JEFFREY H. SNYDER, BROADCAST RETIREMENT NETWORK
(8:40) Yeah. (8:40) I mean, look, it just makes a lot of sense. (8:45) And I think as you get older and as I've gotten older, I think more about my health long-term because if you don't have good health and you have some of these chronic diseases, boy, it really shortens your lifespan.
(8:56) It creates a lot of problems down the line. (8:58) And as you get older, you just don't want to deal with that. (9:00) Dr.
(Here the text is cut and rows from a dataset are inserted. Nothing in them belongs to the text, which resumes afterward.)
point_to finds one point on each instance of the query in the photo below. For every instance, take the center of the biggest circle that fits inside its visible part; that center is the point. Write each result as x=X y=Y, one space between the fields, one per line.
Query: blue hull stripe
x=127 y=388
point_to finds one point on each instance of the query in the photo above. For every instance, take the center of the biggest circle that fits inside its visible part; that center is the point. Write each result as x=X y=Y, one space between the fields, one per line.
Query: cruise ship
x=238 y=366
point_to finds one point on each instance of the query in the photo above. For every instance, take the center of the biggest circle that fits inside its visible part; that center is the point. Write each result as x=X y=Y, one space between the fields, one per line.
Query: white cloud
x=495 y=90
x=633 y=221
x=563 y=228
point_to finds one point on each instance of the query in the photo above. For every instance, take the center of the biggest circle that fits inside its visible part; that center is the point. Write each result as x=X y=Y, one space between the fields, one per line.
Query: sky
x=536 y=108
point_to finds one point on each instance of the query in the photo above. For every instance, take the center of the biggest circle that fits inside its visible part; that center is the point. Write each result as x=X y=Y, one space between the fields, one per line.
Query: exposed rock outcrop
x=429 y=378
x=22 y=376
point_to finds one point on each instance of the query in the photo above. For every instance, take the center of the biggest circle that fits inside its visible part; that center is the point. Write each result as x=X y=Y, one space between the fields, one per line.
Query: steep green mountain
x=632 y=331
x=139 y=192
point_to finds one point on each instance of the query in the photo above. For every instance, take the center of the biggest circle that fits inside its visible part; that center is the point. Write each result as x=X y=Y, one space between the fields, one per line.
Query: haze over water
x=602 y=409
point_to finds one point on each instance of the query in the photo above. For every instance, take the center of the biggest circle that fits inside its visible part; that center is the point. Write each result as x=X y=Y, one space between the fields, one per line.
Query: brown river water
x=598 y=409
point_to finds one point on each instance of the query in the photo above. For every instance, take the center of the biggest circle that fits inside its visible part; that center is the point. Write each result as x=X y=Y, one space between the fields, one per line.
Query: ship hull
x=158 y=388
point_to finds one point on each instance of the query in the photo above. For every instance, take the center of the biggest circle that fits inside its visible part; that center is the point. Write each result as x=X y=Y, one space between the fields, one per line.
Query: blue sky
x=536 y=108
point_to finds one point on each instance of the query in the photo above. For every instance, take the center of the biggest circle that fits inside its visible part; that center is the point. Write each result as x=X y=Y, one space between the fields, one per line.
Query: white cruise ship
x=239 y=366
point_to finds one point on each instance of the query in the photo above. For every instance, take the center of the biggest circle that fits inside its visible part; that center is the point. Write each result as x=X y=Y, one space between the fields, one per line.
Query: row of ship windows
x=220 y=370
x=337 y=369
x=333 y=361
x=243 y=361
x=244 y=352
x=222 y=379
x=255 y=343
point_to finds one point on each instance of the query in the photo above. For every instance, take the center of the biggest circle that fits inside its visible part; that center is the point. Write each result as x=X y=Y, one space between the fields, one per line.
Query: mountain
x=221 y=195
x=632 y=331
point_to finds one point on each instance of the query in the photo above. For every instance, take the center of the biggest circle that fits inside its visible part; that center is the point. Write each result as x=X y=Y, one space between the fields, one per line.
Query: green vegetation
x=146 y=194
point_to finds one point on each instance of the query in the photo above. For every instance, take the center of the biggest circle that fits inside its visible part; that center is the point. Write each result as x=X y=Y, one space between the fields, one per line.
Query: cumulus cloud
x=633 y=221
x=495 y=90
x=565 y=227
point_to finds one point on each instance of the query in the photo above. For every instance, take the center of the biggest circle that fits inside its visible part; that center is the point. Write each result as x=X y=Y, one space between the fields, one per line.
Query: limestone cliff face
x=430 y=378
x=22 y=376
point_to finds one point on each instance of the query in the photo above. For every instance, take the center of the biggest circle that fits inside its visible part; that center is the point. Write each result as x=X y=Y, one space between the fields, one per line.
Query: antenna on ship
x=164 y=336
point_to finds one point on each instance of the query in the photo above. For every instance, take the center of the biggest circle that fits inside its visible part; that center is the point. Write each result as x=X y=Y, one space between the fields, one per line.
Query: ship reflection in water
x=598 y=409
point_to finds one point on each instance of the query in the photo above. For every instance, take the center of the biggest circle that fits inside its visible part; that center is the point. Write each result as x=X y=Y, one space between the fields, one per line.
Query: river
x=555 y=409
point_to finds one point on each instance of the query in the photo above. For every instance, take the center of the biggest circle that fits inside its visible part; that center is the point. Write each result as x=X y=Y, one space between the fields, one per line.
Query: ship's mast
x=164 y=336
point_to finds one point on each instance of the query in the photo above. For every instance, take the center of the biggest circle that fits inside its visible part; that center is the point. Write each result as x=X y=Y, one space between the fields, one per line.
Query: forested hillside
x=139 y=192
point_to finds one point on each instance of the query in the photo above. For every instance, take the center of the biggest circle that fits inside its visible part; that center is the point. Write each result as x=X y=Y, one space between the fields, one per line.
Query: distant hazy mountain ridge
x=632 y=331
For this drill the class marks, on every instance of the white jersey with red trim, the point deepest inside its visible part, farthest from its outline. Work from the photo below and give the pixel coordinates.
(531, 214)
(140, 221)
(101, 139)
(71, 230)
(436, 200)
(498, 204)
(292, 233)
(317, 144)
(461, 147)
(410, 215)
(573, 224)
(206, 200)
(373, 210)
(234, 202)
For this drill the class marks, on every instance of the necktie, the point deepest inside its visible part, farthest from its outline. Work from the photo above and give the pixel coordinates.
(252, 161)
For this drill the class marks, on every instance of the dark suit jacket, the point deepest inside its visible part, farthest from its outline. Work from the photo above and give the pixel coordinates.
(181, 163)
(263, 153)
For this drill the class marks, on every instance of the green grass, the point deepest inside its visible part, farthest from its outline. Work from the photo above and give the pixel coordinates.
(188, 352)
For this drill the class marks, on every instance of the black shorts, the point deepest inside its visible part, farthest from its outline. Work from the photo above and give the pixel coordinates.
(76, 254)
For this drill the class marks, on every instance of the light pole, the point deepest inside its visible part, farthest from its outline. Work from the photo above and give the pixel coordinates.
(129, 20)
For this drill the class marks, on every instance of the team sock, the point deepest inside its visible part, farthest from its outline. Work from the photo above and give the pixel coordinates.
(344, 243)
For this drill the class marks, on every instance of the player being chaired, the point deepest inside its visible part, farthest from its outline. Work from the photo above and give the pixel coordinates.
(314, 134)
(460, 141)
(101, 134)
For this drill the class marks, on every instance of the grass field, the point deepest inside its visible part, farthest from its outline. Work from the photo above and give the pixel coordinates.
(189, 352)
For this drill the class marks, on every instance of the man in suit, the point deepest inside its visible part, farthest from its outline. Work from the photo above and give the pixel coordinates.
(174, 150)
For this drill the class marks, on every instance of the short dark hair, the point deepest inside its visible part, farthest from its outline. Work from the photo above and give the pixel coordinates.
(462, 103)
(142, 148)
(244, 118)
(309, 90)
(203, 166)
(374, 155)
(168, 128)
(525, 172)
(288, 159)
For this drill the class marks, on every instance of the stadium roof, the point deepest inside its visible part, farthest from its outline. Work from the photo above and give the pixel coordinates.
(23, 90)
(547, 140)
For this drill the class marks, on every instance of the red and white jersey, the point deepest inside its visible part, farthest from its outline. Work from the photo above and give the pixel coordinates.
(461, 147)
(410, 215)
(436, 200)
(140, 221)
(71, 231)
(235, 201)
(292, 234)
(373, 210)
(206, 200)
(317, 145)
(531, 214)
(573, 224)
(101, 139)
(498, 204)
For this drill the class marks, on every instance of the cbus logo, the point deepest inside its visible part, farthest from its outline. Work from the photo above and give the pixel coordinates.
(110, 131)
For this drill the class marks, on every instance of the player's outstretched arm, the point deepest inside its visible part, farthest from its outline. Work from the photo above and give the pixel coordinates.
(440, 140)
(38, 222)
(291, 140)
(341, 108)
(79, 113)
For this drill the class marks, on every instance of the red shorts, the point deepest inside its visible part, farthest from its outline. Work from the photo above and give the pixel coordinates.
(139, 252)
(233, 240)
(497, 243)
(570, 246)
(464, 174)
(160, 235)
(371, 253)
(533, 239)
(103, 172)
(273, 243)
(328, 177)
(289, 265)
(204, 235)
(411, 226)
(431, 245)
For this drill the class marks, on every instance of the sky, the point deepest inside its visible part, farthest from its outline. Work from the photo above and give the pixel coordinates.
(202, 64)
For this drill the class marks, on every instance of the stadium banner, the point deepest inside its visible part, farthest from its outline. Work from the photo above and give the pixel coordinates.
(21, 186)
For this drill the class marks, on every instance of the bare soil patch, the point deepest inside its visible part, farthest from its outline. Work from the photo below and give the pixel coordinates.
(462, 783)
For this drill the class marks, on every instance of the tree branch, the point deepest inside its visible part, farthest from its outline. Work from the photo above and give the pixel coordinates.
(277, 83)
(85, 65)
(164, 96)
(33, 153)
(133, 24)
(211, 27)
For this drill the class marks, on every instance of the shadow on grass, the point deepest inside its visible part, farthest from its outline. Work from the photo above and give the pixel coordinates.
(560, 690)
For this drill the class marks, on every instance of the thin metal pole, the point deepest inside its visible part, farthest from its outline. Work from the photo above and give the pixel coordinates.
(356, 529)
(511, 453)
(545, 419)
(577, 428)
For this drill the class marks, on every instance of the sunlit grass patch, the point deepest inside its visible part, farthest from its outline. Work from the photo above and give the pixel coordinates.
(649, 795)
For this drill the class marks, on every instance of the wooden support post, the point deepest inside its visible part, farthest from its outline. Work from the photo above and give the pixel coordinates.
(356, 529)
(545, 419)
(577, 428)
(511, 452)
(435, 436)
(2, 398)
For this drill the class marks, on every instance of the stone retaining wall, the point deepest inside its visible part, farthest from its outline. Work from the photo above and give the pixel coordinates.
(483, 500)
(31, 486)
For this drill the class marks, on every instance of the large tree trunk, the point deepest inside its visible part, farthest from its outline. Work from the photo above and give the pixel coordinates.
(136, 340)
Bernard, we're going to have to leave it there. (9:03) Thanks so much for joining us. (9:04) Great research as always. (9:05) And we look forward to having you back on the program again very soon.
(9:08) I look forward to it as well.
Neal Barnard, MD, FACC, Physicians Committee for Responsible Medicine
(9:09) Thank you so much, Jeff.
JEFFREY H. SNYDER, BROADCAST RETIREMENT NETWORK
(9:10) And don't forget to subscribe to our daily newsletter, The Morning Pulse, for all the news in one place. (9:16) Details, of course, are at our website. (9:19) And we're back again tomorrow for another edition of BRN.
(9:21) Until then, I'm Jeff Snyder. (9:22) Stay safe, keep on saving, and don't forget, go with the changes. (9:27) We'll see you soon.